The appearance of one’s doppelgänger usually presages disaster. Today, a shadow version of oneself exists constantly alongside our flesh-and-bone selves, for the most part concealed under the surface of our smartphones, in the ebb and flow of data behind our screens. These “statistical alter egos,” as de Young contemporary art curator Claudia Schmuckli calls them, are part of the modern condition—at least for anyone who engages with the networked world.
Instead of shying away from this uncomfortable truth, the artists of Uncanny Valley, Schmuckli’s first group exhibition at the de Young, meet these doppelgängers head on, mining and manipulating that data to confront audiences with their digital lives, and the real-world implications of all that information.
Uncanny Valley is billed as the “first major exhibition in the U.S. to explore the relationship between humans and intelligent machines through an artistic lens,” which sounds like it could be a show of unwieldy and intangible technology. It does, however, hew fairly close to the standard exhibition format, just with slightly more interactive features. Dealing in such nebulous, digital stuff, Uncanny Valley’s strongest moments turn those themes into room-sized installations, as happens in Zach Blas’ The Doors, Lynn Hershman Leeson’s Shadow Stalker and Christopher Kulendran Thomas’ Being Human.

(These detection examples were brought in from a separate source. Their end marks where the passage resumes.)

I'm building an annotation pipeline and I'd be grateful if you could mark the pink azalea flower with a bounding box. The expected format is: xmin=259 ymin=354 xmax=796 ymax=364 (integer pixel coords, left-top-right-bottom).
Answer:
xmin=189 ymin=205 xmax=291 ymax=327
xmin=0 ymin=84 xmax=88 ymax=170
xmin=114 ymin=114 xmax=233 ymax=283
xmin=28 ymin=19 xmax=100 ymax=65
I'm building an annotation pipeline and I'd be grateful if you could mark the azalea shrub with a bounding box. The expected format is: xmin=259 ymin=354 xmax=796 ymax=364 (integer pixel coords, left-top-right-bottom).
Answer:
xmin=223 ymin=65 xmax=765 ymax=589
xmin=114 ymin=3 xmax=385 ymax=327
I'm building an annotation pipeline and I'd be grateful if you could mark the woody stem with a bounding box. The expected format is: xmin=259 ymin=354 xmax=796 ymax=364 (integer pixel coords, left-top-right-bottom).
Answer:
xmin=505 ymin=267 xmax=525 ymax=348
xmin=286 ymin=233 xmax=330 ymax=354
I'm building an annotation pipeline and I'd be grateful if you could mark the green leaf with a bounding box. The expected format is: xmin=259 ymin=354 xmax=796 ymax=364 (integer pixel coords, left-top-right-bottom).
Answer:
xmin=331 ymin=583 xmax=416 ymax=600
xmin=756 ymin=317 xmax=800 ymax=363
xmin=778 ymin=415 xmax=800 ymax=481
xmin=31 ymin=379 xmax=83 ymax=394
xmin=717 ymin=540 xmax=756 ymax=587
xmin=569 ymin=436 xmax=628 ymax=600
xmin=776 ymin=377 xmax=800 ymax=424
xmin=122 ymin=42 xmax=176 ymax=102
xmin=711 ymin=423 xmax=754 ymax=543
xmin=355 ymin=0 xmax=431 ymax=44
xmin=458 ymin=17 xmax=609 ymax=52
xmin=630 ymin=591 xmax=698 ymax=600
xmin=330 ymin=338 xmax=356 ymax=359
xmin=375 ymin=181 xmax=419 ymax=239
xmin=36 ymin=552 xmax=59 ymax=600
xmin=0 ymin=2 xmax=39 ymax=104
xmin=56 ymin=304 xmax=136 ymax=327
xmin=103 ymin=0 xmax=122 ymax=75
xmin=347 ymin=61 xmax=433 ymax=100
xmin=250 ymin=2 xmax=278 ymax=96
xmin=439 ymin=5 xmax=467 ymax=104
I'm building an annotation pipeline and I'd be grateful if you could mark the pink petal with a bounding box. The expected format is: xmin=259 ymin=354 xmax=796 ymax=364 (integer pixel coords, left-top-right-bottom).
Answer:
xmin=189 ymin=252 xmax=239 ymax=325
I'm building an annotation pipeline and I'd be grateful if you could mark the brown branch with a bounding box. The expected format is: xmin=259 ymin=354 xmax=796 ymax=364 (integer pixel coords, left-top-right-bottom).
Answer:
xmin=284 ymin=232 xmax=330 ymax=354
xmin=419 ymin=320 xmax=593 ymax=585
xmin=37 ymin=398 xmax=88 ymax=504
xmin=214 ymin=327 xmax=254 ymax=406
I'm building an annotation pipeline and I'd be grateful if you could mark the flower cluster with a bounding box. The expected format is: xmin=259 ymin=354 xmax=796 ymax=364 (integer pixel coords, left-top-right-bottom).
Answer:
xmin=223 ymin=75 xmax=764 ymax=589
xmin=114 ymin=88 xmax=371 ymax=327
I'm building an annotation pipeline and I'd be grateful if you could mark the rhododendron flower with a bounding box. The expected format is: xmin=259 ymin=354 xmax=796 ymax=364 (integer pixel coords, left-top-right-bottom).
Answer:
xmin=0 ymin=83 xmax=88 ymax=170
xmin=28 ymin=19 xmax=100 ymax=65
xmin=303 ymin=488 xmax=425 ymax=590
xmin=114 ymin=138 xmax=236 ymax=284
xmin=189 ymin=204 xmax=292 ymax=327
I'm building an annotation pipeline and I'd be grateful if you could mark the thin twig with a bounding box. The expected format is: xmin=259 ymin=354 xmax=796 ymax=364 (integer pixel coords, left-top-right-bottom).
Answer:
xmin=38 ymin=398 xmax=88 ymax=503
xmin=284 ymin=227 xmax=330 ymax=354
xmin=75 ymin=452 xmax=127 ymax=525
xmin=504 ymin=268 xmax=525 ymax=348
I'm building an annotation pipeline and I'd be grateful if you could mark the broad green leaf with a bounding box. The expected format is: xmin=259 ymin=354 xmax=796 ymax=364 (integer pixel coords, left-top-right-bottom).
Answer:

The exhibition opens with Blas’ green-tinged “mystical corporate garden,” organized around the sacred geometry of Metatron’s cube in a nod to the Bay Area’s past and present relationship to psychedelia. At the room’s center, a glass case displays readily available nootropics (so-called smart drugs), popular with a Silicon Valley set interested in optimizing everything, including their own minds. On hanging screens, video projections trained on various neural networks (Fillmore-esque posters, Jim Morrison’s poetry, lizard skin) create a frenetic ambiance, the textbook cacophony of a bad trip.
While Blas’ LSD-inspired “garden” asks questions like “Who gets to have a vision of the future today?” other projects supply an onslaught of unsettling information we didn’t necessarily know to ask after. Soliciting visitors’ email addresses, Hershman Leeson’s Shadow Stalker broadcasts what personal data can be gleaned from an internet search of that email, yielding current and former addresses, dates of birth, phone numbers and even, sometimes, credit scores. (Schmuckli assured me the museum isn’t keeping people’s email addresses on file, so at least there’s that.)
Hershman Leeson further implicates her audience (their physical and “digital” shadows become part of a projected map) by linking this invasive search to the reality of predictive policing, which uses data about past arrests to identify “high-risk areas” and determine heightened surveillance of those spaces. The feedback loop is dizzying.